Lessons for Life
| October 18, 2022Sometimes there are lessons taught in classrooms that don’t show up on school board curricula

The Three “Rs”: Reading, ‘Riting, and ‘Rithmetic. That’s what they told us had to be taught in school. (Obviously spelling wasn’t high on the list). Nowadays, the secular curriculum craze has switched to STEM: Science, Technology, Engineering, and Math.
We Sisters have no problem with any of these subjects (though if the “S” in STEM stood for Schmoozing, we’d definitely be top of the class). But we do know that sometimes there are lessons taught in classrooms that don’t show up on school board curricula or in a teacher’s formal lesson plan book.
Come join us in a classroom where the voices of two generations combine to help young pupils internalize the message of our People’s most tragic — and most heroic — era in modern history. Sign up for an online course in technology and watch one student fail the first assignment — and learn a lesson about who she really is. And peek into a series of classrooms and learn from a master teacher what we really should be teaching our children in school.
Okay, turn the page… class is about to begin….
Marcia discovers...
Lessons from the Shoah
She realized the Holocaust was becoming forgotten — even denied. So our mother, Rose Stark a”h, resolved to preserve the memories. By writing. By speaking.
Now, she’s gone. How do I continue that mission? Through Yom HaShoah presentations at schools. Each time I prepare, I consult mentally with Mommy.
Mommy, I’m second generation. I didn’t live through your horrors, thank G-d. How do I transmit your messages to the next generation?
Her voice pops into my head: Why do you think I wrote about so many recollections? Use my voice!
I pepper each presentation with excerpts from her treasure trove of writings, often opening with an attention-getter borrowed from her:
“How many Jews were killed in the Holocaust?”

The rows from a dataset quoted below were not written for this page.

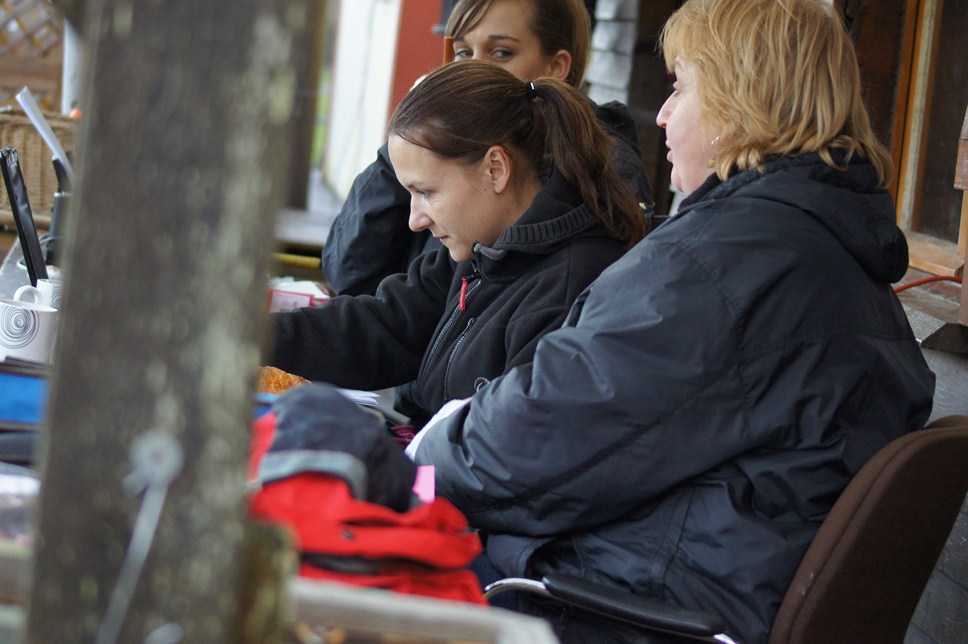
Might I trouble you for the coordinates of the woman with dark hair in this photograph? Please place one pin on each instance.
(370, 239)
(686, 431)
(517, 182)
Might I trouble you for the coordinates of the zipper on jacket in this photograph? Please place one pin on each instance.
(453, 356)
(468, 288)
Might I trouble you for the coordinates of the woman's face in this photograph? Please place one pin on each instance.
(690, 150)
(458, 204)
(502, 36)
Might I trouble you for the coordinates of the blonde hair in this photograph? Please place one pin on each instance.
(776, 78)
(558, 24)
(463, 108)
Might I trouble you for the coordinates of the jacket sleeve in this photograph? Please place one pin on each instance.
(626, 152)
(366, 341)
(603, 421)
(370, 238)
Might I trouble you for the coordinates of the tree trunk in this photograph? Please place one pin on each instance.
(180, 160)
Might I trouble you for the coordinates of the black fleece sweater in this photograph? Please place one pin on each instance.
(419, 326)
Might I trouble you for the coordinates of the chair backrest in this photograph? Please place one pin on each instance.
(864, 573)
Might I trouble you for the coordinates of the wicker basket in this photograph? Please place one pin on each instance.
(17, 131)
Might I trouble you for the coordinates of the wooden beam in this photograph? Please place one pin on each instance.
(961, 183)
(180, 163)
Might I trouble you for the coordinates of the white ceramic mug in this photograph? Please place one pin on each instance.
(47, 292)
(27, 330)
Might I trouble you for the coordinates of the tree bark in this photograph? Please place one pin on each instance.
(180, 160)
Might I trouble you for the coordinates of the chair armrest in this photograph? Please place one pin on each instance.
(636, 609)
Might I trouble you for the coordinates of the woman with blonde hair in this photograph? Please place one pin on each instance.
(370, 238)
(686, 431)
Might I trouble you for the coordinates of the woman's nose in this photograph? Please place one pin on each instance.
(418, 220)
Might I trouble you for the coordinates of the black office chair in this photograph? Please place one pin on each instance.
(862, 576)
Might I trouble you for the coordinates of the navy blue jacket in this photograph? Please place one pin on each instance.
(710, 395)
(415, 327)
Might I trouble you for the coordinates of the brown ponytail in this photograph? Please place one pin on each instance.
(463, 108)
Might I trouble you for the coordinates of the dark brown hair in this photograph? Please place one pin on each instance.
(558, 24)
(779, 77)
(463, 108)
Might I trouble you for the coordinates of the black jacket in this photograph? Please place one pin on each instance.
(415, 328)
(370, 238)
(710, 395)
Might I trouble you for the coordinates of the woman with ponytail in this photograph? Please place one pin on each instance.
(516, 180)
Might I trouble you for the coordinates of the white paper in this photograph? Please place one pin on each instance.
(36, 116)
(447, 410)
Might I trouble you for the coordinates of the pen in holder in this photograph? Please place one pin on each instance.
(61, 202)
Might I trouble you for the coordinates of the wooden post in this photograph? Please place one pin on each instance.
(181, 159)
(961, 183)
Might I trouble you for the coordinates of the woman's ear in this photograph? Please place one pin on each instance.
(498, 166)
(560, 65)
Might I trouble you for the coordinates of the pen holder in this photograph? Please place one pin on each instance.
(61, 202)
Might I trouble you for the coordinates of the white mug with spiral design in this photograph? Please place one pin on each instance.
(27, 331)
(47, 292)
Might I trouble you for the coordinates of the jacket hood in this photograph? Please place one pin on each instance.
(556, 214)
(848, 203)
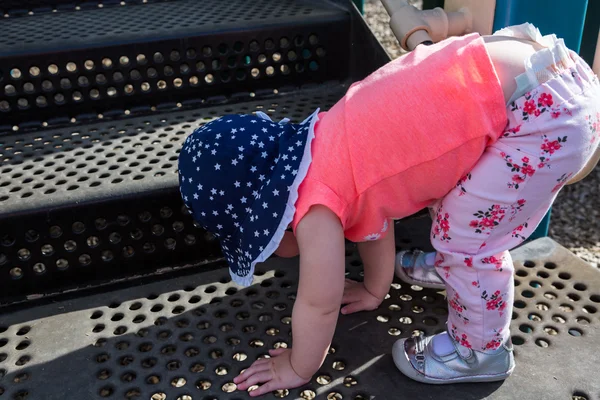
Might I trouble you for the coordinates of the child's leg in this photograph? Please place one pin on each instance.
(288, 247)
(378, 260)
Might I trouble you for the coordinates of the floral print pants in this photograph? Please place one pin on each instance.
(552, 132)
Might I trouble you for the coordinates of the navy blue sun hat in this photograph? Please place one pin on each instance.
(239, 177)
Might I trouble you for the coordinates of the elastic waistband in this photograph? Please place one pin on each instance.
(543, 65)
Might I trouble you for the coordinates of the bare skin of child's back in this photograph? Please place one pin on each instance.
(322, 286)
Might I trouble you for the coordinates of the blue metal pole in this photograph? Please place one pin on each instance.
(360, 4)
(565, 19)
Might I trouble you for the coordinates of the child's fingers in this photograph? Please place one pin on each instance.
(276, 352)
(353, 307)
(264, 389)
(254, 368)
(263, 376)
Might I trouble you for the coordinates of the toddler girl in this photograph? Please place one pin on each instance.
(510, 117)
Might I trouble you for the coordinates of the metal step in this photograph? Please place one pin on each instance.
(98, 202)
(187, 338)
(77, 65)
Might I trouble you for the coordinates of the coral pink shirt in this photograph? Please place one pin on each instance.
(403, 137)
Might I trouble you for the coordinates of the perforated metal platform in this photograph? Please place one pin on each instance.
(186, 338)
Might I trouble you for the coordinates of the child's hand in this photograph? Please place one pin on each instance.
(358, 298)
(274, 373)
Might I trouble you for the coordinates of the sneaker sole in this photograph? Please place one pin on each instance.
(404, 365)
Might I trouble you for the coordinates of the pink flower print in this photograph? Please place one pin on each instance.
(529, 107)
(446, 272)
(516, 207)
(551, 147)
(545, 100)
(458, 308)
(594, 127)
(528, 170)
(487, 220)
(461, 183)
(495, 342)
(510, 131)
(517, 232)
(442, 226)
(561, 182)
(493, 260)
(495, 302)
(463, 340)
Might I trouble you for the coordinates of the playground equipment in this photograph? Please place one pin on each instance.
(108, 290)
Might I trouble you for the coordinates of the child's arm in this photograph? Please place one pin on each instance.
(378, 258)
(321, 242)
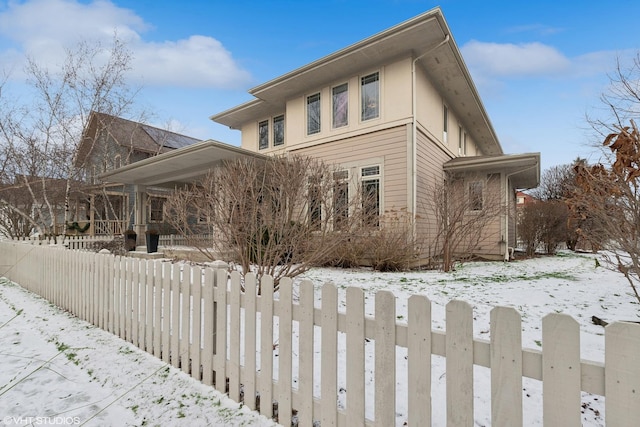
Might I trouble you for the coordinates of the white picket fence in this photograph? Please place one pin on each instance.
(86, 241)
(200, 321)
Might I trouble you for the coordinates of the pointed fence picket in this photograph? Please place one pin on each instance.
(216, 327)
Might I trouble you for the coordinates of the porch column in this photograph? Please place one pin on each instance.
(140, 213)
(92, 215)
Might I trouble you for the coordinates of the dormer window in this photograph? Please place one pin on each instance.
(370, 96)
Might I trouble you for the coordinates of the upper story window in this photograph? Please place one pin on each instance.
(263, 134)
(340, 104)
(462, 142)
(445, 123)
(278, 130)
(370, 96)
(313, 114)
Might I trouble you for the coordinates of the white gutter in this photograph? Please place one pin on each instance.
(506, 217)
(414, 130)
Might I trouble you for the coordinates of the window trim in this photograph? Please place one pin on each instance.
(363, 117)
(262, 146)
(333, 105)
(149, 203)
(445, 122)
(373, 177)
(308, 98)
(476, 201)
(276, 142)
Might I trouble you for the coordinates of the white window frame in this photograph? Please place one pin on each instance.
(363, 117)
(149, 210)
(345, 87)
(278, 118)
(462, 141)
(308, 98)
(445, 122)
(472, 189)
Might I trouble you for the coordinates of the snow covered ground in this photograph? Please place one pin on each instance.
(69, 372)
(57, 366)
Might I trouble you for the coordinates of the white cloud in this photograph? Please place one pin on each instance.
(43, 29)
(196, 61)
(514, 60)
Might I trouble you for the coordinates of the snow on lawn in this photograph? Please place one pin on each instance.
(56, 365)
(568, 283)
(64, 369)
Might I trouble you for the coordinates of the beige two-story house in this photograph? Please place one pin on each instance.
(398, 112)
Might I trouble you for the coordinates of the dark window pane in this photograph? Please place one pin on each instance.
(263, 134)
(278, 130)
(313, 114)
(340, 106)
(370, 93)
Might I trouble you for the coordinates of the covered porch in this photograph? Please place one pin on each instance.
(171, 170)
(516, 172)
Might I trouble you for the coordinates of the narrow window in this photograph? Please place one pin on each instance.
(278, 130)
(445, 123)
(313, 114)
(371, 195)
(370, 96)
(340, 199)
(475, 196)
(315, 204)
(156, 205)
(263, 134)
(340, 100)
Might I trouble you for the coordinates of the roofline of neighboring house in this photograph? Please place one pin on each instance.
(266, 93)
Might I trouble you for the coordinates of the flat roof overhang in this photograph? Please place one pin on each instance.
(522, 169)
(423, 37)
(178, 167)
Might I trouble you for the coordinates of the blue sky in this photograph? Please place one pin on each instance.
(540, 66)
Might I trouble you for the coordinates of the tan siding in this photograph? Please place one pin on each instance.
(389, 145)
(429, 161)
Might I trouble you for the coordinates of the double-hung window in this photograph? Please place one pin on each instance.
(315, 203)
(340, 105)
(313, 114)
(445, 123)
(263, 134)
(462, 142)
(475, 196)
(156, 209)
(340, 199)
(278, 130)
(370, 96)
(370, 178)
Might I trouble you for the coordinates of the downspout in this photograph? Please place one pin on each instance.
(506, 218)
(414, 129)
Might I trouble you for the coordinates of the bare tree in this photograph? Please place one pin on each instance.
(276, 216)
(607, 194)
(40, 140)
(464, 208)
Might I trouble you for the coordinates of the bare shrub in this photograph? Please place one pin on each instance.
(464, 207)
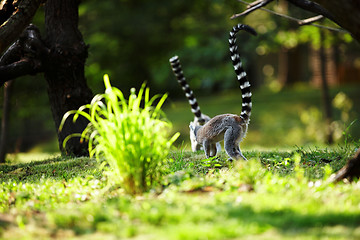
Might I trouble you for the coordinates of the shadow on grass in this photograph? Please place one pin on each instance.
(288, 220)
(56, 168)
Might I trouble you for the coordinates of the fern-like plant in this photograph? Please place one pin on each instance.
(131, 135)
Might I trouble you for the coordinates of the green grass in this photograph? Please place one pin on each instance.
(276, 195)
(130, 136)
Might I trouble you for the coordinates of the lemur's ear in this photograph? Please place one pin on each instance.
(191, 126)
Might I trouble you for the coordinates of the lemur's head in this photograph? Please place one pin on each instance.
(194, 127)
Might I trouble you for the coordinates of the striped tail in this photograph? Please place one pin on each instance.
(240, 72)
(176, 67)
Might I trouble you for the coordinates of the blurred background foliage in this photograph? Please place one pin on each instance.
(133, 40)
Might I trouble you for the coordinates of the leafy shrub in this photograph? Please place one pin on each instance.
(132, 136)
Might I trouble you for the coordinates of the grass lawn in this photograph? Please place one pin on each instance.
(275, 195)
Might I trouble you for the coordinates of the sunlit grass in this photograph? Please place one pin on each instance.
(132, 136)
(275, 195)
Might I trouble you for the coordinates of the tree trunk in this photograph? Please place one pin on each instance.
(325, 91)
(64, 70)
(5, 120)
(346, 13)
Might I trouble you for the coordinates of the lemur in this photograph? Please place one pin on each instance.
(229, 127)
(199, 118)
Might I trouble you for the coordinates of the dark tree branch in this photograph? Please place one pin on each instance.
(310, 20)
(18, 69)
(19, 20)
(252, 7)
(314, 8)
(7, 8)
(23, 57)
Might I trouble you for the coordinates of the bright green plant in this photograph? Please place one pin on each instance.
(132, 136)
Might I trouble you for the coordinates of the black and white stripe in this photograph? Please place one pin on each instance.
(176, 67)
(239, 70)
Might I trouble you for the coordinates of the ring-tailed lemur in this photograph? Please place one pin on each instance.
(199, 118)
(229, 127)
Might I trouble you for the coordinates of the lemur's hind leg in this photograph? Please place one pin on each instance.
(209, 148)
(206, 146)
(213, 150)
(231, 143)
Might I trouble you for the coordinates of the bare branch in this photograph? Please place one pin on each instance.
(314, 8)
(13, 27)
(310, 20)
(18, 69)
(252, 7)
(23, 57)
(298, 21)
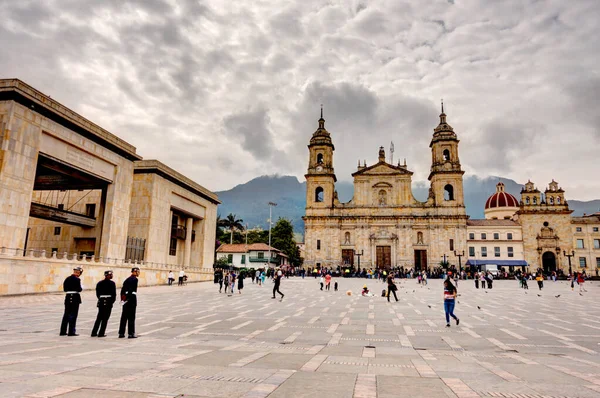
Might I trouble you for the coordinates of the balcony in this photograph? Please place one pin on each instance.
(274, 260)
(178, 232)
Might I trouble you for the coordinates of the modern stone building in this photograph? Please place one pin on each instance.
(383, 225)
(71, 192)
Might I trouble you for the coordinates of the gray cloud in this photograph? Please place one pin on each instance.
(197, 84)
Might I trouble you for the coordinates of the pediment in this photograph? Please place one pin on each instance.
(383, 168)
(383, 185)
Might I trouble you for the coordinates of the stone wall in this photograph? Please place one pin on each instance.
(24, 275)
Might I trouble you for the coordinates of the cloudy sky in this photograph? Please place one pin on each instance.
(227, 91)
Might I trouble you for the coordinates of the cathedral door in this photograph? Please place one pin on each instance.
(548, 262)
(420, 260)
(348, 257)
(384, 257)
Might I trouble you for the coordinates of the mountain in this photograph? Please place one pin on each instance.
(249, 201)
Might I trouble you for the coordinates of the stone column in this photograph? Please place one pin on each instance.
(19, 146)
(187, 249)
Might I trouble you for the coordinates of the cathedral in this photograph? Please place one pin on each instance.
(383, 225)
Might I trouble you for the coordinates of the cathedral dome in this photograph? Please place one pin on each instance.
(501, 199)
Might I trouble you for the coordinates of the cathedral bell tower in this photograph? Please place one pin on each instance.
(320, 177)
(446, 173)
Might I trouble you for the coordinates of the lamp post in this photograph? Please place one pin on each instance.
(459, 255)
(572, 254)
(271, 204)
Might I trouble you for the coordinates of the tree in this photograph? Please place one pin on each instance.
(282, 238)
(232, 223)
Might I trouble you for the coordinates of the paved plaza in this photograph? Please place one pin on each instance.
(196, 342)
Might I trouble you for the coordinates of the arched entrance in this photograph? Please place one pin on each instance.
(549, 262)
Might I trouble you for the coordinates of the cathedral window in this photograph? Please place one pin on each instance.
(446, 155)
(347, 238)
(382, 197)
(319, 194)
(448, 192)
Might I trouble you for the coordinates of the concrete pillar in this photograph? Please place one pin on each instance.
(19, 146)
(187, 249)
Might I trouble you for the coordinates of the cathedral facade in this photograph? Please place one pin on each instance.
(383, 225)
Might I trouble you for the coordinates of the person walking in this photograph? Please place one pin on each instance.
(129, 300)
(72, 288)
(482, 280)
(391, 286)
(106, 292)
(449, 300)
(233, 280)
(277, 277)
(581, 281)
(540, 279)
(226, 280)
(241, 282)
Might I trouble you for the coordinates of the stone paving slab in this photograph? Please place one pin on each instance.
(195, 342)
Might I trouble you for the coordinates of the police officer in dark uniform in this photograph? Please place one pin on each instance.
(129, 299)
(72, 288)
(106, 291)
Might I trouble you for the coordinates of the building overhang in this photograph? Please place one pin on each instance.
(22, 93)
(158, 168)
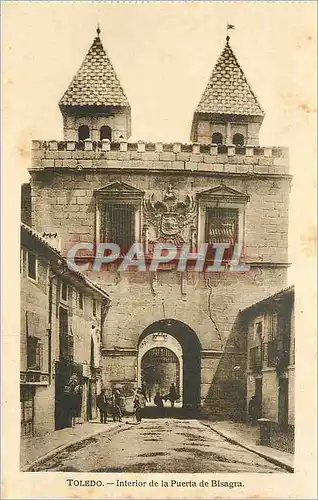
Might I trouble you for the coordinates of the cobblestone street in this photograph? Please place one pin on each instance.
(159, 445)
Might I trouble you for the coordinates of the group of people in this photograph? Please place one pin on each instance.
(109, 406)
(112, 405)
(254, 410)
(172, 396)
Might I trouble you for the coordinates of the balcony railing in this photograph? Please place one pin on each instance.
(276, 354)
(256, 358)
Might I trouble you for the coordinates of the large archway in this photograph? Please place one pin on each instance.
(183, 342)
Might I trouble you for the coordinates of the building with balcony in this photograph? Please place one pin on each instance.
(62, 317)
(97, 186)
(270, 330)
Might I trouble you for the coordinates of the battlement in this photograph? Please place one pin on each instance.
(152, 156)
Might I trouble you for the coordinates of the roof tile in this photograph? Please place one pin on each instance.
(228, 91)
(95, 83)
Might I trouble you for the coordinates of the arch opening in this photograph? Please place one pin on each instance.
(217, 138)
(185, 365)
(83, 132)
(105, 133)
(238, 139)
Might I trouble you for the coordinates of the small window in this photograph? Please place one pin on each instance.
(105, 133)
(32, 266)
(259, 331)
(272, 326)
(64, 292)
(217, 138)
(119, 225)
(222, 225)
(83, 132)
(80, 301)
(94, 307)
(238, 140)
(35, 353)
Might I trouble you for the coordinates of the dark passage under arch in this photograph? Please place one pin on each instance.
(191, 348)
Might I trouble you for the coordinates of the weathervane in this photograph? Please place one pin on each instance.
(229, 27)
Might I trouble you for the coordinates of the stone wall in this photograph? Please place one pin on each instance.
(64, 177)
(63, 184)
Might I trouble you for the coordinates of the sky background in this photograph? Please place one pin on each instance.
(163, 55)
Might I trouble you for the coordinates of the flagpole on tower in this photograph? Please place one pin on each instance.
(228, 28)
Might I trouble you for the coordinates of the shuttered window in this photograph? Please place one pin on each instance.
(119, 225)
(222, 225)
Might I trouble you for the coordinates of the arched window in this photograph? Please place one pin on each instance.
(83, 132)
(217, 138)
(238, 140)
(105, 133)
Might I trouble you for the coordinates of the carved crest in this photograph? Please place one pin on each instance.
(170, 216)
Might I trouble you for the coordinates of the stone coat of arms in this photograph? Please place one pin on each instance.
(170, 216)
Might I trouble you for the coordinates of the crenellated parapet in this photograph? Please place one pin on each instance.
(152, 156)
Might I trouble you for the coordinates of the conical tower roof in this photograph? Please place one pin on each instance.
(96, 82)
(228, 92)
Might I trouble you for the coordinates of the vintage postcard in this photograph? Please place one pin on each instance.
(159, 191)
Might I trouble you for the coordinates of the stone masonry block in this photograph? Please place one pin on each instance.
(141, 164)
(99, 163)
(82, 200)
(37, 153)
(70, 145)
(281, 169)
(88, 145)
(236, 159)
(260, 169)
(86, 163)
(229, 168)
(162, 164)
(196, 157)
(47, 163)
(61, 200)
(123, 155)
(80, 192)
(242, 169)
(249, 161)
(69, 163)
(141, 146)
(150, 156)
(178, 165)
(265, 161)
(112, 155)
(183, 156)
(167, 156)
(116, 164)
(66, 154)
(190, 165)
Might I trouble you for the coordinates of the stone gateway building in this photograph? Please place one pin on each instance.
(95, 186)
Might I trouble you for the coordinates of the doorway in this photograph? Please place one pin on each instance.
(179, 338)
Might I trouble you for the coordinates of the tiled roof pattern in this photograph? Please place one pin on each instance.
(37, 237)
(228, 91)
(278, 295)
(95, 83)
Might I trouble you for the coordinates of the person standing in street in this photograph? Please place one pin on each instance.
(158, 400)
(173, 396)
(102, 406)
(117, 409)
(254, 410)
(139, 405)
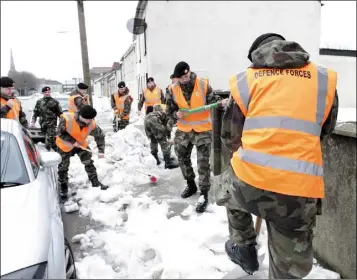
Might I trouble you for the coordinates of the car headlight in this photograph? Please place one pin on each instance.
(37, 271)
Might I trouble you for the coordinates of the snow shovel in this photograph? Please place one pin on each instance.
(153, 179)
(200, 109)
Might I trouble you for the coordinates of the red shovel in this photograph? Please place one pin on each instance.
(153, 178)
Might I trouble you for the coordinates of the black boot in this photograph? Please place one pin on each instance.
(169, 163)
(157, 158)
(244, 256)
(96, 183)
(64, 190)
(190, 190)
(202, 203)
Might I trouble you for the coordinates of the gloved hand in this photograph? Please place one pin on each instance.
(10, 103)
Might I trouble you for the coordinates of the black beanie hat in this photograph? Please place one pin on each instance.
(121, 85)
(88, 112)
(182, 68)
(257, 42)
(7, 82)
(45, 89)
(82, 86)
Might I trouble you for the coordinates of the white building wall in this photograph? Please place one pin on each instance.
(346, 77)
(215, 36)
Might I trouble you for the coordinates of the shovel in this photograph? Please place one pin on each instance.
(153, 178)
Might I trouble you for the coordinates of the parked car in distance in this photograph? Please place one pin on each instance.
(33, 245)
(35, 132)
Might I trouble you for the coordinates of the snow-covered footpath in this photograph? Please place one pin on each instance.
(139, 237)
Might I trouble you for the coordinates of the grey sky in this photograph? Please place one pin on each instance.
(30, 29)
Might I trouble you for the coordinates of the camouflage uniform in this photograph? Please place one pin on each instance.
(122, 124)
(156, 130)
(290, 220)
(5, 109)
(48, 109)
(142, 100)
(85, 156)
(184, 141)
(80, 101)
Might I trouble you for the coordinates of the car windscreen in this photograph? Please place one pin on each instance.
(63, 102)
(13, 168)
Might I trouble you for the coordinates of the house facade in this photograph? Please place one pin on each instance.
(215, 36)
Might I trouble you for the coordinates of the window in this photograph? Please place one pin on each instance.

“Six million!” shout 200 fifth- and sixth-graders.
“Wrong!” I respond. “There were six million and one.”
I then read from an article my mother wrote, entitled “Six Million and One.” The “one,” Mommy explains, was her mother, Malka — the grandmother after whom I’m named. “My mother — and, for that matter, anyone’s mother — should not become a statistic,” she wrote. “People do not realize what it means when we say six million.” Mommy then describes my Bubby Malka’s many extraordinary acts of chesed in prewar Munkatch.
Thanks, Mommy. That number has now turned into real people for the kids. But I can’t just keep reading to them. How can I convey the horror without traumatizing them? You were so good at speaking age appropriately.